If there is one positive thing that I can say about this crappy film its that my cousin, TERRENCE HOWARD is bringing lightskin brothers back to the fore. We had been banished for years since the emergence of MICHAEL JORDAN, DENZEL and WESLEY(and the fact that AL B. SURE and PRINCE were a bit too… ), but now we can walk tall again without having to shave off all of our facial hair.

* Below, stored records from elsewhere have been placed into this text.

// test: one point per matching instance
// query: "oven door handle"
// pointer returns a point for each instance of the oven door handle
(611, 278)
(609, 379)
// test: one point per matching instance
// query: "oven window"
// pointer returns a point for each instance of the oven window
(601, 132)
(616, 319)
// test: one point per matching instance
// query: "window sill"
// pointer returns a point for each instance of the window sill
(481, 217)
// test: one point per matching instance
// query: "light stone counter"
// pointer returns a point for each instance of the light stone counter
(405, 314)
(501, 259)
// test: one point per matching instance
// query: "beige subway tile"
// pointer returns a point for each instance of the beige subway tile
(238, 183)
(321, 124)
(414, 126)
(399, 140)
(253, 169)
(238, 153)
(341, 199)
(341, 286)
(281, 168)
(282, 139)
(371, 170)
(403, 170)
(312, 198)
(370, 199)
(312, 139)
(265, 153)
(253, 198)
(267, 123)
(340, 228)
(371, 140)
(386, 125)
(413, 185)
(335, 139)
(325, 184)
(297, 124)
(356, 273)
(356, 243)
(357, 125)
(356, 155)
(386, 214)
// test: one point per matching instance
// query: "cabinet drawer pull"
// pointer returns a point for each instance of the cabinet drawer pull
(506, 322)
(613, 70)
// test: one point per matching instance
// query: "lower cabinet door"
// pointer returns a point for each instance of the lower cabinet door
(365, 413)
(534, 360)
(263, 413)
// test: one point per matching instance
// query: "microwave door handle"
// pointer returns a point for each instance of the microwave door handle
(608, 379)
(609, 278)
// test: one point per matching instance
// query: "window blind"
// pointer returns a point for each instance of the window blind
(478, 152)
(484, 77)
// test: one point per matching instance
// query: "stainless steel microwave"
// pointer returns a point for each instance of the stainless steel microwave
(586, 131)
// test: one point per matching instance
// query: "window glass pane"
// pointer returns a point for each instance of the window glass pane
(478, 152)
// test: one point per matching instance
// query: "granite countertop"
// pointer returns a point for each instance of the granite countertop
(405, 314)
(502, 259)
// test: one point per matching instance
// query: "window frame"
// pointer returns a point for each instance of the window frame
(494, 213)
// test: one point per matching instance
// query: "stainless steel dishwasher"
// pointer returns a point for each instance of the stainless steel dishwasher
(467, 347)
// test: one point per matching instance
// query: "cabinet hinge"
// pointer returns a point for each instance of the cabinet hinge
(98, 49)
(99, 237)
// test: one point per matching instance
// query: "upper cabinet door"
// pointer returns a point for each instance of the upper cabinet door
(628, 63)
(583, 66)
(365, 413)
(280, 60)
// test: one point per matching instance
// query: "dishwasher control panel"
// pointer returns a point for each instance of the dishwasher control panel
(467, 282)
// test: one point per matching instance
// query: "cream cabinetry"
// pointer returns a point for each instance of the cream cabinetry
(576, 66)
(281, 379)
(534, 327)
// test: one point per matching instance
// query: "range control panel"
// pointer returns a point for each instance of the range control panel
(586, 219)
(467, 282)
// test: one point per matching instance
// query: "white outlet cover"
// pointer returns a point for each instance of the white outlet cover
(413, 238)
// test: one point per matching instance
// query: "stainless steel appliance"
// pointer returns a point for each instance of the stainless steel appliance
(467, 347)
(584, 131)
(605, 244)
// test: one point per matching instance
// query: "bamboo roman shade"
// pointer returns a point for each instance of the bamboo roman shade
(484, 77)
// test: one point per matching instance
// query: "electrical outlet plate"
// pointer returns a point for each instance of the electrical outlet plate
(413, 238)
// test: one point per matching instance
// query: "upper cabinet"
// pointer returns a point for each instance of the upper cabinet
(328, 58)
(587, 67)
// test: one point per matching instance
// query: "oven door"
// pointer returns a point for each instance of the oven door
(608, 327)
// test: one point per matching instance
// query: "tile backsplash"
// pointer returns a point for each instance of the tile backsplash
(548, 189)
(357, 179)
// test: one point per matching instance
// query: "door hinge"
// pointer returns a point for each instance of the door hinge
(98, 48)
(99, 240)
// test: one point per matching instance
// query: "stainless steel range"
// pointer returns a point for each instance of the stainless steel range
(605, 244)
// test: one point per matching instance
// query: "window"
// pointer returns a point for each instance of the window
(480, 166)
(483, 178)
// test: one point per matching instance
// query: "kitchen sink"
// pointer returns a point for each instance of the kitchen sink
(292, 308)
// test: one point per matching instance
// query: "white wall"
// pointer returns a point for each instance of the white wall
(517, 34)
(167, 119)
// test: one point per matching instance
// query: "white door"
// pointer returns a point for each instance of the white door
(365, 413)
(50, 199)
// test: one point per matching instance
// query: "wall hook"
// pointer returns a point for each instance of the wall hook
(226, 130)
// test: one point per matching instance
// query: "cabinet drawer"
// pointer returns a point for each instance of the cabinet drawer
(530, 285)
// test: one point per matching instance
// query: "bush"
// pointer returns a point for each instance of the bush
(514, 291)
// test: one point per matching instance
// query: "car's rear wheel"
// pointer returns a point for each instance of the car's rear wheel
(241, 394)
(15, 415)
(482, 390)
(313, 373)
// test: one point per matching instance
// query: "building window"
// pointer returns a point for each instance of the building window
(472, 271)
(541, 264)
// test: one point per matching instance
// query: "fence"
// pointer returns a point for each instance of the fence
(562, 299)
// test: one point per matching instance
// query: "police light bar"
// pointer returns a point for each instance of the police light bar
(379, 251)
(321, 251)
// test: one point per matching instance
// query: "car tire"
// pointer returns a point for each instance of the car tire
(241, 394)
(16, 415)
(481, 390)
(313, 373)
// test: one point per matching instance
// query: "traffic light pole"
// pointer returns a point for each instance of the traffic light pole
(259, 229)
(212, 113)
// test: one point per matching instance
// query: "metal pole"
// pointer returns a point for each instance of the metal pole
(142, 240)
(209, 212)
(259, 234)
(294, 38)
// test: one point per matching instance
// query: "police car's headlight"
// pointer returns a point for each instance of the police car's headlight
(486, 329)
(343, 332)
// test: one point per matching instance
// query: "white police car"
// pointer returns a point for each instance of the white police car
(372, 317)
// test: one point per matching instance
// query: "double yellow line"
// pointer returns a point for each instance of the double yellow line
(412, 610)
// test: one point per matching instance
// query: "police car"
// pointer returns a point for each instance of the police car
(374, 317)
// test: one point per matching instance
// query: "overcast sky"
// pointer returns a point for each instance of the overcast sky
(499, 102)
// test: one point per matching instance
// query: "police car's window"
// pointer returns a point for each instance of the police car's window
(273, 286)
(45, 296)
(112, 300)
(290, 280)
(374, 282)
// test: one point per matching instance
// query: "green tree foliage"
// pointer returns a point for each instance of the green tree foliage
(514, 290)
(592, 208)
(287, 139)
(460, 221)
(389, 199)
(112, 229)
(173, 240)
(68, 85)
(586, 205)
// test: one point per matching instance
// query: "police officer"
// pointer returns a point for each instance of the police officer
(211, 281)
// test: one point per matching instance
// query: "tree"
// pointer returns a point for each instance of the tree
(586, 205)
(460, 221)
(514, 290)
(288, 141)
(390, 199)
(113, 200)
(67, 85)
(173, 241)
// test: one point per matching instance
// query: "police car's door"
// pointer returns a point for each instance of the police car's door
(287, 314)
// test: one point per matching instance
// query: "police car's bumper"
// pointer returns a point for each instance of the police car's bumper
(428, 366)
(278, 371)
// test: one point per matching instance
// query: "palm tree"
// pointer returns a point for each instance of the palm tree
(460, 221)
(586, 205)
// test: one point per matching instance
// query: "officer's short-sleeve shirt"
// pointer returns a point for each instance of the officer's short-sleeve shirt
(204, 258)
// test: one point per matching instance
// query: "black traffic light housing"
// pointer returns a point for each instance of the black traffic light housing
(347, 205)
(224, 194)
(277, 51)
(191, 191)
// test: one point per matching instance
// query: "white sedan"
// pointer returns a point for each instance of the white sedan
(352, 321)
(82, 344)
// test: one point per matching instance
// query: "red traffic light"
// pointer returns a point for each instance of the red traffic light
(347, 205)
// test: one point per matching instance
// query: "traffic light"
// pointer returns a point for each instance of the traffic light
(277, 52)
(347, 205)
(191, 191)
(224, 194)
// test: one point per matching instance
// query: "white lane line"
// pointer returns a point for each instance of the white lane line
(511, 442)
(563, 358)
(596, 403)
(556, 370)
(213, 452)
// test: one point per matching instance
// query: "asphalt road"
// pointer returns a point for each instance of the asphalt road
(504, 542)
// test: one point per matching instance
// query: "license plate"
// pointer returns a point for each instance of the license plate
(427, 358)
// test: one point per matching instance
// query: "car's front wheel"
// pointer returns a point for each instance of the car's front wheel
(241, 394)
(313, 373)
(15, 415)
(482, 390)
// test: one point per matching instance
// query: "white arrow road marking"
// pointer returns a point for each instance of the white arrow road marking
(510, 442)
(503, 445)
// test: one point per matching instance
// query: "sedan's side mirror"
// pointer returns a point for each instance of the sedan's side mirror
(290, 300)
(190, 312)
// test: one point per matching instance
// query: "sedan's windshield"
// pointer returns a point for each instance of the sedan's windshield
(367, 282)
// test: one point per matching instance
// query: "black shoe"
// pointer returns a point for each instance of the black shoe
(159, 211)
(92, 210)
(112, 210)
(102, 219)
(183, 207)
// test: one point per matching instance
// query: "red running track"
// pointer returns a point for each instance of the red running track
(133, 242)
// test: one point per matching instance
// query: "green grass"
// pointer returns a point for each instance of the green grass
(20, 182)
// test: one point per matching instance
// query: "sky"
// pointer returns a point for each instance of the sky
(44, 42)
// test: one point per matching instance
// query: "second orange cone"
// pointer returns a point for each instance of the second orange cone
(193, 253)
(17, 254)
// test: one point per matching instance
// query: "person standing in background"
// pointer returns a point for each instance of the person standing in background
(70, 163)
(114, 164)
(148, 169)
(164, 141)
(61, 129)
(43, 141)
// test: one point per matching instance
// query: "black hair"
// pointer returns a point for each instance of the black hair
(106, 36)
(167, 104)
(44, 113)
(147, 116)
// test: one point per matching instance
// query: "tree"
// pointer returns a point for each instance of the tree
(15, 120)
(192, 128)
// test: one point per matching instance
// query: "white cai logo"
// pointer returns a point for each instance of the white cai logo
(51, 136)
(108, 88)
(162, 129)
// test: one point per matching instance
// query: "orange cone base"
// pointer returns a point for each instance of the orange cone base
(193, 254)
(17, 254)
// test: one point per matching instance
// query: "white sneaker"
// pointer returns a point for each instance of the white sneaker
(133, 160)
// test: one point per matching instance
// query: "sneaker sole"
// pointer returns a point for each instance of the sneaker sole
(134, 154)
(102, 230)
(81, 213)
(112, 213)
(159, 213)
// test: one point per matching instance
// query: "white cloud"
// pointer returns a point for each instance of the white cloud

Here’s a short list of five movies that you could see with a date that would be a better experience than the contrived negro nonsense that is HUSTLE & FLOW…

1) Mad Hot Ballroom
2) Murder Ball
3) Charlie and the Chocolate Factory
4) Mr. & Mrs. Smith
5) Wedding Crashers


Tuesday, July 19th, 2005

I always wondered why hurricanes never get a name that is more evocative of the places that they destroy. Since Latin speaking Caribbean countries are almost always getting their azzes handed to them, how come they never name a hurricane after some tough azz Dominican broad. Can you imagine the swell of Dominican pride when a hurricane named Marylis or Yesenia blows thru the island and kills hundreds of children? And while we are thinking of better names for tropical storms why don’t we give a shout out to the babies mommas? Like Hurricane Starrkeysha…

I read one of my old 3-2-1-Contact magazines and it told me that NASA decides what names to assign tropical storms based on rotating lists. Damn, why does the ‘man’ have to regulate everything?

The QUEEN BEE Saga pt.3

Monday, July 11th, 2005

mama's got a gun!
I was listening to the STAR & BUC WILD show when I heard the classic MARY J. BLIGE song, ‘I Can Love You’. Do you remember LIL’ KIM’s lyrics, because they are pretty hardcore and emotional. I just listened by accident to her verse that went, “Under pressure, I lie for ya, die for ya, prove it by the sty here, right in my eye here”.

After that I got a little emotional myself. I have poked fun at QUEEN BEE’s excessive rhinoplasty and I have even alluded to possible intravenous narcotic use because her hands were ridiculously puffy and swollen. I realize now that I owe LIL’ KIM my sincerest apologies because she actually ‘kept it real’. She perjured herself to help her boyfriend and now she is about to put on the same jumpsuit that Martha Stewart wore. I doubt that it will be designed by Versace. As a small tribute to the QUEEN BEE I have attached the link for her lyrics
to the remix of ‘B.I.G. Momma Thang‘. Ladies, please study the first two bars.